Linux 核心代码中，对链表的排序算法是一种归并排序的变种。采用的排序方式为自下而上的排序，这种方式可以避免 cache thrashing。

合并时机

Linux 中的对归并排序的改进主要是改变了两个链表的合并时机。该算法会有一个 pending 链表用来记录排序好的子链表，且保证每个子链表的长度都为 $2^k$。当 pending 中即将出现第三个 $2^k$ 长度的链表时，就会合并已存在的两个 $2^k$ 长度的链表使其变为一个 $2^{k+1}$ 长度的链表，所以在 pending 链表中永远不会存在超过 2 个长度为 $2^k$ 的链表。

使用一个变量 count 来追踪 pending 中 $2^k$ 长度链表的个数，可以通过 count 中 k+1 k k-1 这 3 个 bits 来确定 pending 中 $2^k$ 长度链表的个数。
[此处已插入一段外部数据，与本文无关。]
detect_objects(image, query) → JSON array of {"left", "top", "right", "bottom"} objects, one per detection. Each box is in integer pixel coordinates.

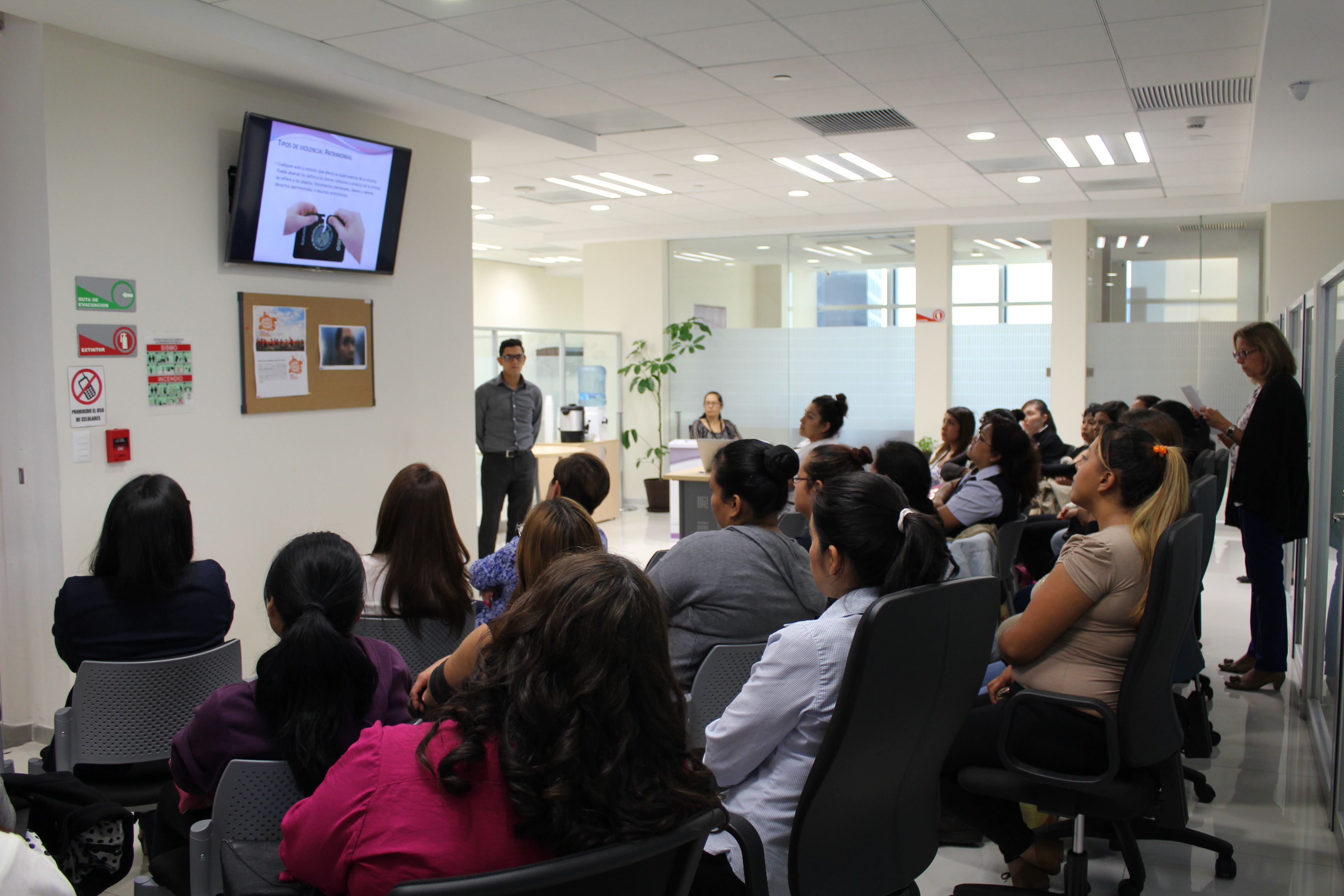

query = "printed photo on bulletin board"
[{"left": 238, "top": 293, "right": 375, "bottom": 414}]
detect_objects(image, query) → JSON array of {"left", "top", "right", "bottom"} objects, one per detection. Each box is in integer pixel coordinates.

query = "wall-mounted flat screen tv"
[{"left": 226, "top": 113, "right": 411, "bottom": 274}]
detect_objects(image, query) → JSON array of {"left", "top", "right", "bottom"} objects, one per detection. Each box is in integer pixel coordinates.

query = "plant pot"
[{"left": 644, "top": 477, "right": 672, "bottom": 513}]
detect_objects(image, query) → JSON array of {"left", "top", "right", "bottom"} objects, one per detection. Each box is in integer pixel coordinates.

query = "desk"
[
  {"left": 532, "top": 439, "right": 621, "bottom": 523},
  {"left": 668, "top": 469, "right": 719, "bottom": 539}
]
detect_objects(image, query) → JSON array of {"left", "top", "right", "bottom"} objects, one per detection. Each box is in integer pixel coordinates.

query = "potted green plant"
[{"left": 617, "top": 317, "right": 714, "bottom": 513}]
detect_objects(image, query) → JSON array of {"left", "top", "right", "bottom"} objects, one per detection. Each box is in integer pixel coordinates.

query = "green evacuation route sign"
[{"left": 75, "top": 277, "right": 136, "bottom": 312}]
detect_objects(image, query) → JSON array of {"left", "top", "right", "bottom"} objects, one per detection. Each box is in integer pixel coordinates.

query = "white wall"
[
  {"left": 0, "top": 20, "right": 474, "bottom": 724},
  {"left": 472, "top": 258, "right": 583, "bottom": 329}
]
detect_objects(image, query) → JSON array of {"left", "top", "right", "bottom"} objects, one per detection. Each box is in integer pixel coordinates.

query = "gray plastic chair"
[
  {"left": 686, "top": 644, "right": 765, "bottom": 747},
  {"left": 54, "top": 638, "right": 243, "bottom": 808},
  {"left": 191, "top": 759, "right": 304, "bottom": 896},
  {"left": 355, "top": 617, "right": 474, "bottom": 678}
]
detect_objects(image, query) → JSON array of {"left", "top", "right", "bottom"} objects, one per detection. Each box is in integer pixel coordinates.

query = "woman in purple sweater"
[{"left": 149, "top": 532, "right": 411, "bottom": 896}]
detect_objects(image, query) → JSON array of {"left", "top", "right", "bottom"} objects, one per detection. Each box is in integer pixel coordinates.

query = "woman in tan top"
[{"left": 942, "top": 423, "right": 1190, "bottom": 888}]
下表中的 3 个 bits 分别表示 k+1 k k-1，当 k 为 0 时，认为 -1 bit 为 1。

count	$2^k$ 长度链表个数
…000…	0
…001…	0
…010…	0
…011…	1
…100…	1
…101…	2

源码分析

__attribute__((nonnull(2,3)))
void list_sort(void *priv, struct list_head *head, list_cmp_func_t cmp)
{
  struct list_head *list = head->next, *pending = NULL;
  size_t count = 0;  /* Count of pending */

  if (list == head->prev)  /* Zero or one elements */
    return;

  /* Convert to a null-terminated singly-linked list. */
  head->prev->next = NULL;

  // ....
}

函数的参数：

void *priv 最终会传入到 cmp 中，其它地方用不到。
struct list_head *head 是一个双向循环链表
list_cmp_func_t cmp 是一个函数指针，合并时用来比较的函数。

这段代码主要是初始化了 list 和 pending 两个变量，然后将 head 转化成了单链表，在后续的排序过程中，遍历链表时只会用到 next 指针，不需要 prev指针。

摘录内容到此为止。